Baby steps in Xcode 4

Discussion in 'Mac Programming' started by sioannou, Aug 13, 2011.

  1. sioannou macrumors member


    Mar 25, 2010
    Nicosia Cyprus

    I'd say I am familiar with C , C++ , Java and C# especially the last two as I've used them not only for university projects (i am cs major) but also for my own purposes like for example java for android programming.

    Recently, I've tried to put my hands on Objective C. Understanding objective c and also the concept of OO is not really a problem for me.

    The problem comes down to COCOA and the use of XCODE itself. I didn't imagine that I will come across with such difficulties and i think the problem it's the XCODE and not that much COCOA. I am frustrated trying to develop even the simplest program as I don't understand how to use the interface builder and all these connection.

    Through the books I've read (there are for earlier versions of xcode other than 4.0 but this is not a problem) i understand that any objects needs a pointer to it. For example if we have a textfield we need a pointer to a textfield.

    This is ok as :

    1. Declare the pointer to the .m
    2. We need an NSobject (is this an instance of the class xxx.m?) so the textfield points to
    3. A button which points the NSobject.
    4. Drag the button to .h and then program the method in .m

    IS this procedure correct? Please if you have any info or any books to recommend I would highly appreciate it.
  2. mathmad macrumors newbie

    Jul 23, 2011


    I have no idea what you are talking about, but I am stepping my first steps into cocoa world too, and here what i got:

    -When you want to create an instance of a class, always use pointer, i.e., never do something like this:

    ClassName aObject;

    but like this:

    ClassName *aObject;

    Is that what you meant by declare a pointer to the .m ?

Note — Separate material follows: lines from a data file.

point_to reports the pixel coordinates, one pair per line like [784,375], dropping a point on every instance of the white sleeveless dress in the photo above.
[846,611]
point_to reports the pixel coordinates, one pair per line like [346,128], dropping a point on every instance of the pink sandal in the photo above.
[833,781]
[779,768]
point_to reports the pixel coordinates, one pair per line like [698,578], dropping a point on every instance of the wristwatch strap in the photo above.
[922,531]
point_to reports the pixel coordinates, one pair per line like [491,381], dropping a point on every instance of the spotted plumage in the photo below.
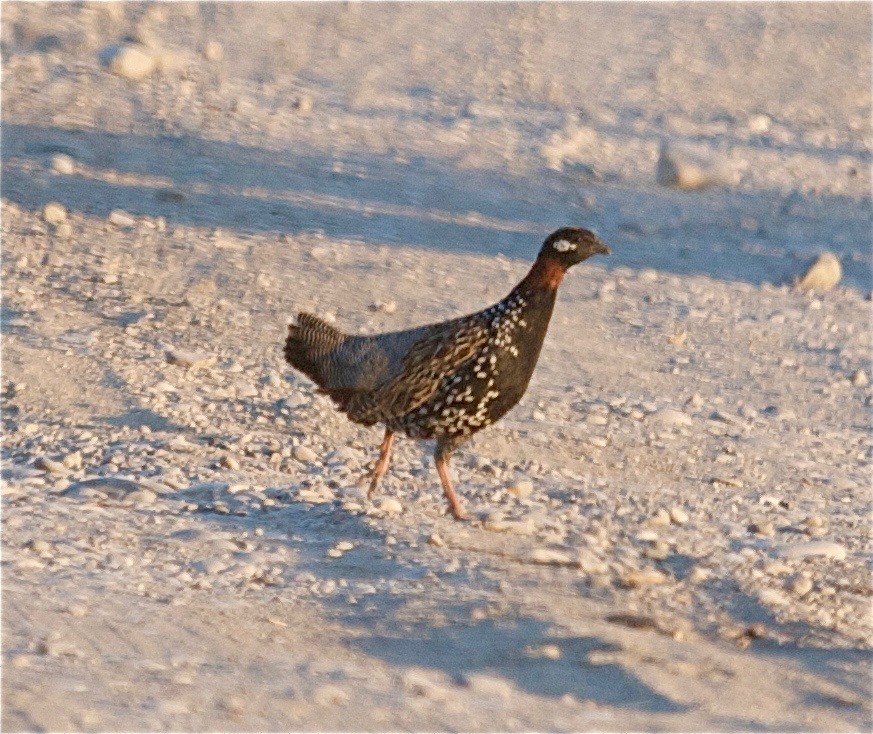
[444,381]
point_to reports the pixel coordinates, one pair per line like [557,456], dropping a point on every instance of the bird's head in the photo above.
[570,245]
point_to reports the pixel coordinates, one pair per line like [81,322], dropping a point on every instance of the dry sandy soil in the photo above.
[671,532]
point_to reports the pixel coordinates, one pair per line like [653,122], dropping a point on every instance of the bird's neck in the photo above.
[545,275]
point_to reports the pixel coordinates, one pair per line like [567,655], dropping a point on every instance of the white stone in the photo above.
[54,213]
[812,549]
[132,61]
[304,454]
[823,274]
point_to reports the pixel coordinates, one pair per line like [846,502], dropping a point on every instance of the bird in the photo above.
[444,381]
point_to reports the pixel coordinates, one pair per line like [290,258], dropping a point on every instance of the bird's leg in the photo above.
[441,460]
[382,462]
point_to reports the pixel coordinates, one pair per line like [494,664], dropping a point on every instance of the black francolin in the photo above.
[443,381]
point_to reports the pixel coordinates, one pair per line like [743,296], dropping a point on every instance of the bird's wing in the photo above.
[439,353]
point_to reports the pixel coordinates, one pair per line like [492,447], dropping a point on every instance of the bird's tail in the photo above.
[309,342]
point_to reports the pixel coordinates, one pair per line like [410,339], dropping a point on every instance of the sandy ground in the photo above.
[671,531]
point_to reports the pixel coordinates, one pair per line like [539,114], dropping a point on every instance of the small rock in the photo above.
[548,651]
[420,683]
[40,547]
[590,563]
[812,549]
[678,515]
[759,123]
[304,454]
[688,169]
[646,577]
[54,213]
[190,360]
[699,574]
[489,685]
[550,557]
[64,231]
[521,488]
[63,164]
[660,519]
[142,497]
[773,597]
[304,104]
[73,460]
[330,694]
[764,528]
[801,585]
[230,462]
[823,275]
[131,61]
[213,51]
[121,218]
[658,551]
[391,506]
[672,418]
[57,647]
[50,465]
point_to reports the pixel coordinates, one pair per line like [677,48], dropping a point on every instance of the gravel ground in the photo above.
[671,532]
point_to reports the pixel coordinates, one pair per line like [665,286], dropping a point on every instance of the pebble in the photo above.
[823,274]
[230,462]
[801,585]
[699,574]
[763,528]
[489,685]
[689,169]
[590,563]
[64,231]
[672,418]
[548,651]
[646,577]
[50,465]
[304,104]
[773,597]
[391,506]
[316,496]
[132,61]
[73,460]
[190,360]
[54,213]
[213,51]
[304,454]
[121,218]
[63,164]
[661,518]
[678,515]
[330,694]
[759,123]
[420,683]
[812,549]
[550,557]
[657,551]
[40,547]
[142,497]
[521,488]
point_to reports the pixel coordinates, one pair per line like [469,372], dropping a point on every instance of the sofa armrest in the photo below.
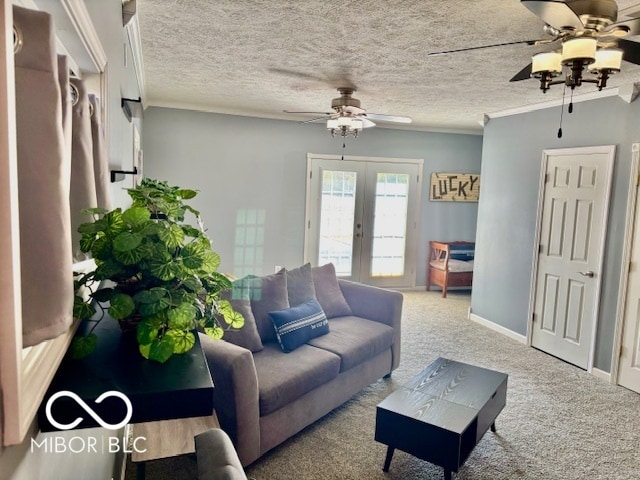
[377,304]
[235,394]
[216,457]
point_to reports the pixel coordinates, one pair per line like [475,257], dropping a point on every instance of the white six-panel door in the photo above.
[573,219]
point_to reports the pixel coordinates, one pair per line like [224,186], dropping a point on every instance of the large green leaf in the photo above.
[164,271]
[192,283]
[150,296]
[152,308]
[86,242]
[147,331]
[103,295]
[81,309]
[211,262]
[130,257]
[172,236]
[108,270]
[183,341]
[186,194]
[101,248]
[214,332]
[190,231]
[182,317]
[127,241]
[136,216]
[113,222]
[159,349]
[83,346]
[122,306]
[193,255]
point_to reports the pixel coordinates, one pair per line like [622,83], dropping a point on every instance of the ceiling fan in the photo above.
[591,37]
[348,118]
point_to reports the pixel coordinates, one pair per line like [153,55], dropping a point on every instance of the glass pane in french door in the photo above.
[337,215]
[390,225]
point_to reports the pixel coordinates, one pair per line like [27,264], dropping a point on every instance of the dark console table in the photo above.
[179,388]
[441,414]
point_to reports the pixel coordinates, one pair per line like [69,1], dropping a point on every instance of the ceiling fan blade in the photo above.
[555,13]
[310,113]
[316,119]
[630,51]
[632,27]
[519,42]
[388,118]
[523,74]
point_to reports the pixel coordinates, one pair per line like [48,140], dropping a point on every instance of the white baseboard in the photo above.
[601,374]
[498,328]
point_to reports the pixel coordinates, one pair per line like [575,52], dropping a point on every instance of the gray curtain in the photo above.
[43,183]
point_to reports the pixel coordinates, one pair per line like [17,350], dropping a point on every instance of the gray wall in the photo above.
[511,162]
[19,462]
[249,163]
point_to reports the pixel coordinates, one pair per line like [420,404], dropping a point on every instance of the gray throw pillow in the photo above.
[247,336]
[267,293]
[328,292]
[300,287]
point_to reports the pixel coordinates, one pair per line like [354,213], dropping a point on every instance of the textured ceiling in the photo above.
[259,57]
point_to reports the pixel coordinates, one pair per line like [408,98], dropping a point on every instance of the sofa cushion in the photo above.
[328,291]
[300,287]
[268,293]
[284,378]
[247,336]
[295,325]
[354,340]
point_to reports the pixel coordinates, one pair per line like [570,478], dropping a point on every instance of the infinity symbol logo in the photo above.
[94,415]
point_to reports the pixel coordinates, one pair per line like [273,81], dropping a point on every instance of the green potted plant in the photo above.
[155,274]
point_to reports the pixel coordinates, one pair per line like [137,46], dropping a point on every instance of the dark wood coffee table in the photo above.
[441,414]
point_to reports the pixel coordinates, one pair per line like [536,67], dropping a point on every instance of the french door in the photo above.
[362,217]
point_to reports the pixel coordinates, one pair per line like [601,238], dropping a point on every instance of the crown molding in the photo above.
[75,34]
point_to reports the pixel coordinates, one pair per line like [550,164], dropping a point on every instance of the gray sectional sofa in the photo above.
[262,394]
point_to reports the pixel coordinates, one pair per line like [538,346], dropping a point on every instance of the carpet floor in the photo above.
[559,422]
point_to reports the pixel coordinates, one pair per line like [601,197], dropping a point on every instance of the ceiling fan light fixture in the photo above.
[344,122]
[607,58]
[550,62]
[580,49]
[332,123]
[356,124]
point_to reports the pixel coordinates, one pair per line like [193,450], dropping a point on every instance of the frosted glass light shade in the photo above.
[356,124]
[344,121]
[607,58]
[583,49]
[546,62]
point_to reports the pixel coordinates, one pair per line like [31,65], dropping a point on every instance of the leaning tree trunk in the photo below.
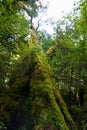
[48,108]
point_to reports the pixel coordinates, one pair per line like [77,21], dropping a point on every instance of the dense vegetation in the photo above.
[29,85]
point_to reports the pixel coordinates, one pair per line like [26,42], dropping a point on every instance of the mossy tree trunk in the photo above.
[48,110]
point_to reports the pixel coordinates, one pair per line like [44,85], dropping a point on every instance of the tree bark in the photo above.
[48,108]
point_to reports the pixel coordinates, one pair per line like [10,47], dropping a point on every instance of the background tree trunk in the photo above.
[48,108]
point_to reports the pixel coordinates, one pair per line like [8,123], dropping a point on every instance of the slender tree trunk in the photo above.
[48,108]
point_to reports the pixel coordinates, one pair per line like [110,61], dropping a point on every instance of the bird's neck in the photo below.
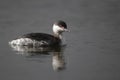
[58,35]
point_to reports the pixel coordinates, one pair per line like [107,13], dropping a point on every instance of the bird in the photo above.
[42,39]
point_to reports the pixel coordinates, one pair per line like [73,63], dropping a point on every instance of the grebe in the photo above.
[42,39]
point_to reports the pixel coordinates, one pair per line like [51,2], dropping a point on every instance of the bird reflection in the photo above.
[58,60]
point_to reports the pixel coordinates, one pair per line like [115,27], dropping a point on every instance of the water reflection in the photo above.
[57,52]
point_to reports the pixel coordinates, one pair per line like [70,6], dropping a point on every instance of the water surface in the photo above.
[93,45]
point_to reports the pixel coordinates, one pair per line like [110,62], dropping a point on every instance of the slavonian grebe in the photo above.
[42,39]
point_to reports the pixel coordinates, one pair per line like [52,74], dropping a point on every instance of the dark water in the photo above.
[93,49]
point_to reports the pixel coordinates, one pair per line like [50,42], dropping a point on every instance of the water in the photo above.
[93,45]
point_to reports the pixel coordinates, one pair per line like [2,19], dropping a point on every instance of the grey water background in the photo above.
[93,45]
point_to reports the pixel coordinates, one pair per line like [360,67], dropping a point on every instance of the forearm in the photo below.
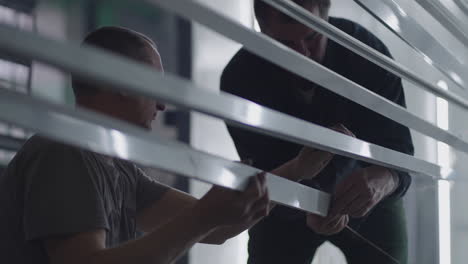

    -NSObject is a class. Every class you create, if you dont subclass any other class, subclass NSObject class.

    -You use interface builder (IB) to create your interface and save it in a .nib (or .xib) file. A project created in xcode 4 will have one default .nib file created. When compliled and the program run, it will display what are in the default nib file on the screen.
    Now imagine that you have a button in your .nib file. You might want to do something when that button get clicked, so you need to "link" the button to the code that do whatever you need to do when the button get clicked. But how do we do that kind of linking?

    A button does not point to an NSObject!!! A button in the .nib file need two things to work: a target and an action. We are talking about Objective C, and in objective c, we rarely do something without objects. By that, i mean you rarely write a function, and then call that function somewhere in your program. You will always create a class, then create an instance of that class and send a message to it (in objective C, we dont say something like invoke a method, or call a method, but we say sending a message).
    So, when your button got clicked, it need to send something a message, or equivalently, it need to communicate with something. That something is the button's target, and that message is the action.

    There are something i also want to tell you. A button, or a textfield in a nib file are objects. Precisely, when you create a button in Interface Builder, an instance of the NSButton class will be created at run time, when the nib file loaded.

    It is frustrating. I felt the same too when i first tried it. But be patient, and DONT RUSH, you will get it soon. Here are some books i would like to recommend:

    -First, you need to learn some basic Objective C, and a good book is this:

    Also, this one is very good too,

    And this one too:

    You need to know basic objective C (from the first book), and some Objective C's term like categories, protocols.....I find the third book explain protocols the best.

    Now for cocoa, i think the book "Learn Cocoa on the Mac" is a good one. Another one is "Cocoa® Programming for Mac® OS X (3rd Edition) by Aaron Hillegass", a new edition for this one will be released soon, just wait.

    Hope it helps and sorry for my bad writing.